>
> Not being a Maven expert, I wonder if anyone on this group would be 
> interested to implement such a preprocessor as a Maven plugin. 
>

That might be possible but you'd have to move all sources outside of the 
src/main/java folder because the compiler will look into there (unless 
configured to look elsewhere which is a mess).

I'm also not sure if that's the correct approach. When I learned OOP, the 
idea was to have a common base class which implements the common features 
and then extensions which implement special cases. In your case:

1. One base class which implements only features that all databases support
2. At least one extension of the base class per database + an interface
3. If you have features which several databases share, put these shared 
features into delegates, so you only need to implement them once
4. One super-mega interface that contains everything

Users which are locked to a certain database can access jOOQ with the 
interface for their database. The other methods might be there but they 
can't "see" them because of the interface.

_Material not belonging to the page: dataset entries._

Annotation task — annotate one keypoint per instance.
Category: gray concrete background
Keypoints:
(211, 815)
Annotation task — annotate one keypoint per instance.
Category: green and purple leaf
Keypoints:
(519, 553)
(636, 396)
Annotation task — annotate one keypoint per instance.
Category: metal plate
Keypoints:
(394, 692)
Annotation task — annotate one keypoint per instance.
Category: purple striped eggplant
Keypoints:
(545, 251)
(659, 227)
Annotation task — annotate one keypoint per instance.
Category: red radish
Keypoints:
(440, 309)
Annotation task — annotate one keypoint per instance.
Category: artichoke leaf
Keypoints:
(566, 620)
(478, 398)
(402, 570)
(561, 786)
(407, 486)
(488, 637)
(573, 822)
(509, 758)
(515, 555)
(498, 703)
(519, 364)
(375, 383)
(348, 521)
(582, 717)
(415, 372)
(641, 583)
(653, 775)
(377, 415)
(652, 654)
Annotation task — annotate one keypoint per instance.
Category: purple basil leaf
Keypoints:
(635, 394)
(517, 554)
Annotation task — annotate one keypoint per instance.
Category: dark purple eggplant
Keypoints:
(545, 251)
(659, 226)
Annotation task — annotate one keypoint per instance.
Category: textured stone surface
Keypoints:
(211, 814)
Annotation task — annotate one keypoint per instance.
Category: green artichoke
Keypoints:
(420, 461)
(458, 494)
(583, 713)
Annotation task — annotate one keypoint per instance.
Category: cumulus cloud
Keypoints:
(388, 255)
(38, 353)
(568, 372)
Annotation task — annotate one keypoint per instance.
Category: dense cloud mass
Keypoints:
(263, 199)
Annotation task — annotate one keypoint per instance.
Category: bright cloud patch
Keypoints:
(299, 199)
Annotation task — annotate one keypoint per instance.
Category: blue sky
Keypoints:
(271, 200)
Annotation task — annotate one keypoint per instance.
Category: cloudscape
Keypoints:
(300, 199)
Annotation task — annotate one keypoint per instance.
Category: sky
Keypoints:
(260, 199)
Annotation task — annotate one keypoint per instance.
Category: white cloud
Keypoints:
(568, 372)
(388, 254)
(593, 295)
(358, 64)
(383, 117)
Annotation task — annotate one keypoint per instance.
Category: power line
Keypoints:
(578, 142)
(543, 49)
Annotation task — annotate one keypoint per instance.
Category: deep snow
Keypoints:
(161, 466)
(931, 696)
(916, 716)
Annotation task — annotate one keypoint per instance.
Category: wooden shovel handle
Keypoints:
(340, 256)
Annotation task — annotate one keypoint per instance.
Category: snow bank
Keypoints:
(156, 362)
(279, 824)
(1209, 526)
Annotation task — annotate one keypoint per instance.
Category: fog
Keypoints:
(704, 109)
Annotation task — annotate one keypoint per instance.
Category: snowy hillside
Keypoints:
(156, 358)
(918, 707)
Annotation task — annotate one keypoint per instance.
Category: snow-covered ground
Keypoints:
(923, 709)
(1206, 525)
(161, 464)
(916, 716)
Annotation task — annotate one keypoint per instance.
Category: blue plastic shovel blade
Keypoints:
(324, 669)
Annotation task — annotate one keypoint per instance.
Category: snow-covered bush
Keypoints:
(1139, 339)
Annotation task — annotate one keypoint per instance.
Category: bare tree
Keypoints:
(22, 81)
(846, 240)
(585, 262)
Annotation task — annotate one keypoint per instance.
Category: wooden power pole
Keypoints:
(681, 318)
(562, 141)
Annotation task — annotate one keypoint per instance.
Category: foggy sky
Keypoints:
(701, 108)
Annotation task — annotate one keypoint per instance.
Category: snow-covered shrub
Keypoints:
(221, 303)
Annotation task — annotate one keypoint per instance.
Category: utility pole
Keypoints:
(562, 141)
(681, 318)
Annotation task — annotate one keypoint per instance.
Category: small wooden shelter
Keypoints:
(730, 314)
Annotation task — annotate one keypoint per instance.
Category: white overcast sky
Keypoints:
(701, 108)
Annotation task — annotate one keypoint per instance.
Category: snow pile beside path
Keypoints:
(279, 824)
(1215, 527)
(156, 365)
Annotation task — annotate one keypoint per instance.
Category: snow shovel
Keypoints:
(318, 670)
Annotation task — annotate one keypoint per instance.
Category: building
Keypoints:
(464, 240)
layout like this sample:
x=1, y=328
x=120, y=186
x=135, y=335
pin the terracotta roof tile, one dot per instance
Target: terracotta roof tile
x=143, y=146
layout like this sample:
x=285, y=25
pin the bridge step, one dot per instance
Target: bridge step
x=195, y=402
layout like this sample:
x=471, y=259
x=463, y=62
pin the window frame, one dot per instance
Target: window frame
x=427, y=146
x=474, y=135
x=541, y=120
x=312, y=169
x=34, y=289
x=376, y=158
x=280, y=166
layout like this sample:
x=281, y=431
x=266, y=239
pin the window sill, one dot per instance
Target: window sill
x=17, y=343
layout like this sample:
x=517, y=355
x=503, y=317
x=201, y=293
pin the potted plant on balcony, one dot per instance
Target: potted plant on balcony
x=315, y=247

Alternatively, they could use the implementation which only has the 
supported methods.

Lastly, users which really don't care or which use several databases can 
use the mega interface.

That said, maybe a better approach would be to write a test case that 
analyzes the AST (
http://blog.pdark.de/2010/11/05/using-eclipse-to-parse-java-code/), 
locates which jOOQ methods are called and then verifies the annotations 
against a list of allowed databases.